Lyft, the second most successful ride-hailing startup behind Uber,  saw its share price dip below $72, the set price for the IPO initiated last Friday. It was valued at $24.3 billion during the offering and on Friday, pushed up to $26.6 billion in valuations.

Today, the stock closed at $69, sending its value drooping to $19.8 billion.

The worry among analysts is that Lyft’s experience as a public company could be a canary in a coal mine that could predict what future tech IPO’s could be in for when they go public.

“Falling below its IPO price is a gut punch for investors and Lyft,” said Dan Ives, managing director at Wedbush Securities in a statement given to business TV network CNBC. “This is a pivotal few weeks of trading ahead to gauge Street demand for the name as valuation and profitability continue to be wild cards for tech investors.”

Weighing down on Lyft’s performance is its lackluster history with earnings. The company has not yet scored a profit, as its regulatory fillings show it lost $900 last year.

Among tech companies looking to go public this year are Uber, Pinterest and Slack.

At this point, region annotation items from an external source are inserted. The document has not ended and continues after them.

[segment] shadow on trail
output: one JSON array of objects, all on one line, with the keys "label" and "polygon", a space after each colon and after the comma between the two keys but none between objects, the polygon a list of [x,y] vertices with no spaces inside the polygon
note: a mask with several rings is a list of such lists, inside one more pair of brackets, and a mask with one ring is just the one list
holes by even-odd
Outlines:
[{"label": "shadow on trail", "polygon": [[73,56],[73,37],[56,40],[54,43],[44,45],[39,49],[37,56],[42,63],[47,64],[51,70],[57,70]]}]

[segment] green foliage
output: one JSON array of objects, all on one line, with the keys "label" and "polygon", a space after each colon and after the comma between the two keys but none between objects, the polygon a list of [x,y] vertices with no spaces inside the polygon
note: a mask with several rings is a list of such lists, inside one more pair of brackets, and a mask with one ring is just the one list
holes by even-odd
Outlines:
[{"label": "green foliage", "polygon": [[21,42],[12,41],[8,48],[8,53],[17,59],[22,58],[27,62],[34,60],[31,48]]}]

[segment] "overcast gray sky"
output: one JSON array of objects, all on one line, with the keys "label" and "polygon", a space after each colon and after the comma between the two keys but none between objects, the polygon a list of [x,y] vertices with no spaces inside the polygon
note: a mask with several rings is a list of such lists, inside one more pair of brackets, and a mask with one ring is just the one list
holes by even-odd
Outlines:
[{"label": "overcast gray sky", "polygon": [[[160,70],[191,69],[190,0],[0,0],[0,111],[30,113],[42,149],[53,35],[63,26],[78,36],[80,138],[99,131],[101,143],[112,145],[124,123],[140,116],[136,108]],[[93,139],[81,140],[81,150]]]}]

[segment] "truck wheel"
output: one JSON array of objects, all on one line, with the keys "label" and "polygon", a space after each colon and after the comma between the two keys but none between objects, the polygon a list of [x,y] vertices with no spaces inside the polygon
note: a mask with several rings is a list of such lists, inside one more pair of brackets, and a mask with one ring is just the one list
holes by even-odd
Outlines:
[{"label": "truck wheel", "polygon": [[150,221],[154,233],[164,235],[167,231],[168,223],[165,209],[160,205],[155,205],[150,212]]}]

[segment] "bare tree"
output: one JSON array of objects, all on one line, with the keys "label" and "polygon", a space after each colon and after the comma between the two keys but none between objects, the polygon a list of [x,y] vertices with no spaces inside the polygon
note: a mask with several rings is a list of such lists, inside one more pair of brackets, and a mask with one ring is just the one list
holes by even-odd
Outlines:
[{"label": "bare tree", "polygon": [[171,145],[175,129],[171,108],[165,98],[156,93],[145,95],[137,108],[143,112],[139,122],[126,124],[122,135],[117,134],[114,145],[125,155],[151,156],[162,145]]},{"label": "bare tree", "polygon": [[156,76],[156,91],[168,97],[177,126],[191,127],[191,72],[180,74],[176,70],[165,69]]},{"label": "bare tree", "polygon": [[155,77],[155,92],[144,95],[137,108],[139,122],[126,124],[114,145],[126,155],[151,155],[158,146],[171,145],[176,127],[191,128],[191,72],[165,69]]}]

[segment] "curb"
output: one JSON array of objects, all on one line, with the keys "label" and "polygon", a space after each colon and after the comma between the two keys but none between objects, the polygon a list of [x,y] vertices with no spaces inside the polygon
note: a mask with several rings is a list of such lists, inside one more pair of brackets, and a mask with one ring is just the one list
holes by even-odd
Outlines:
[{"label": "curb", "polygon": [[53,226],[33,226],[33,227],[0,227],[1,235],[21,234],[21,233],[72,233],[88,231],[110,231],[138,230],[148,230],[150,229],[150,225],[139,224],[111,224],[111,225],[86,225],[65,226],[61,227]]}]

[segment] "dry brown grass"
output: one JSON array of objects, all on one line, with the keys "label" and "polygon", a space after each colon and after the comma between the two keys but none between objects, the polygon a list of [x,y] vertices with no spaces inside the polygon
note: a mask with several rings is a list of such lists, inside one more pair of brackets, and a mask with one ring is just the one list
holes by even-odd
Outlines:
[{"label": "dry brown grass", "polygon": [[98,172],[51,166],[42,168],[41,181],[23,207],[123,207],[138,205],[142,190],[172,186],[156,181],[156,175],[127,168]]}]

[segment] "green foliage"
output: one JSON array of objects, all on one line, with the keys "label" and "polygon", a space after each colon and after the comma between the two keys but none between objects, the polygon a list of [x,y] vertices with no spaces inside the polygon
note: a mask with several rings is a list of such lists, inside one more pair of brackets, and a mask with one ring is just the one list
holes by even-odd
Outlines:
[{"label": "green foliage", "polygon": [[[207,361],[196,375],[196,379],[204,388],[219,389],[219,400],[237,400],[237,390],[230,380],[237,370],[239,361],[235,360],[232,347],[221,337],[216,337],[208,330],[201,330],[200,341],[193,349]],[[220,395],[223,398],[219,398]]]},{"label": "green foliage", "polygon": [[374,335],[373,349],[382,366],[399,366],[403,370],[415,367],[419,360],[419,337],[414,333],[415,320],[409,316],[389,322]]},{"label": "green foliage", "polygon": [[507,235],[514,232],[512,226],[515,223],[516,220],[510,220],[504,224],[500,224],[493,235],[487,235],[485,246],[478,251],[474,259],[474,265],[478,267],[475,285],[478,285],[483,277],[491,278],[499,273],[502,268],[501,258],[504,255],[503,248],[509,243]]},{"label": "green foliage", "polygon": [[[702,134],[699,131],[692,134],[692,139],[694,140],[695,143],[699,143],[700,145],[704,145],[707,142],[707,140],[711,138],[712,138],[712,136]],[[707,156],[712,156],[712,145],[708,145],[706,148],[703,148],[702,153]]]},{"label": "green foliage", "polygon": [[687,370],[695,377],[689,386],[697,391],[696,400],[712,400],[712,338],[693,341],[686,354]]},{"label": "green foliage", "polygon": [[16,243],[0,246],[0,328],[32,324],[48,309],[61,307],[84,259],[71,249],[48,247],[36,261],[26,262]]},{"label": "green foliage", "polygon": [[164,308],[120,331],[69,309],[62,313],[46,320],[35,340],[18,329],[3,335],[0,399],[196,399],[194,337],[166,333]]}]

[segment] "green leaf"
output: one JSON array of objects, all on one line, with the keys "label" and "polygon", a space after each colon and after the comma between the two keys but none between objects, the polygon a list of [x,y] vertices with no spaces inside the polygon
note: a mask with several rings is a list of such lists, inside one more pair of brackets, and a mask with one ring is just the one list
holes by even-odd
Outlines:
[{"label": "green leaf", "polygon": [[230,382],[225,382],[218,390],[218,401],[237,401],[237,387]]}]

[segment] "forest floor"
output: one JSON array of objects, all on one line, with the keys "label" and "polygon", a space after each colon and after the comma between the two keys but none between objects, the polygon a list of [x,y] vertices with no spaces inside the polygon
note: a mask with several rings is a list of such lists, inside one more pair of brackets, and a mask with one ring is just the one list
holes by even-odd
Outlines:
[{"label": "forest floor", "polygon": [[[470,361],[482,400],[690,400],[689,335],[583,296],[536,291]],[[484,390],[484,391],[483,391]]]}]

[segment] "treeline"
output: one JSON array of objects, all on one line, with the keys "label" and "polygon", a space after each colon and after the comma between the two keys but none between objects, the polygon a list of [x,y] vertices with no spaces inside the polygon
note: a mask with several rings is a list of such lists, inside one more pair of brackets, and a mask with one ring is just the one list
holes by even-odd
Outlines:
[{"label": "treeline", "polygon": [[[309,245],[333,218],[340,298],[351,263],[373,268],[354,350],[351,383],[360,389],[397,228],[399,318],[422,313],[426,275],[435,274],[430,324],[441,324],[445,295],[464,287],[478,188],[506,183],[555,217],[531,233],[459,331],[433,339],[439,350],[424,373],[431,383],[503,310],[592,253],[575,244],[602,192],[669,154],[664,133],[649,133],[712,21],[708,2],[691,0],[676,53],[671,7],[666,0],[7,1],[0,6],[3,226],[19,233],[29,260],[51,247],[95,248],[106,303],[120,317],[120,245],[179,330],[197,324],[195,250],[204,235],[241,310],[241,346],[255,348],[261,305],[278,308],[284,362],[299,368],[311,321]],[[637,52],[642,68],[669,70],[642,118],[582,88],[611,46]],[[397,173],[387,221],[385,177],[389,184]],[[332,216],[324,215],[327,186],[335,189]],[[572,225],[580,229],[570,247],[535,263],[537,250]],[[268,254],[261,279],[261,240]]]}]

Investors are already being put on notice that Wall Street may be keeping a less upbeat outlook on future unicorns with IPO dreams.

“Right now, there is a lot of exuberance and excitement,” said Chequers Financial Management chief investment strategist Nicole Tanenbaum in a statement to the Washington Post. “But at the end of the day, you’re betting on the long-term profitability of these companies. The path to that profitability is still unclear. A lot of assumptions are being made.”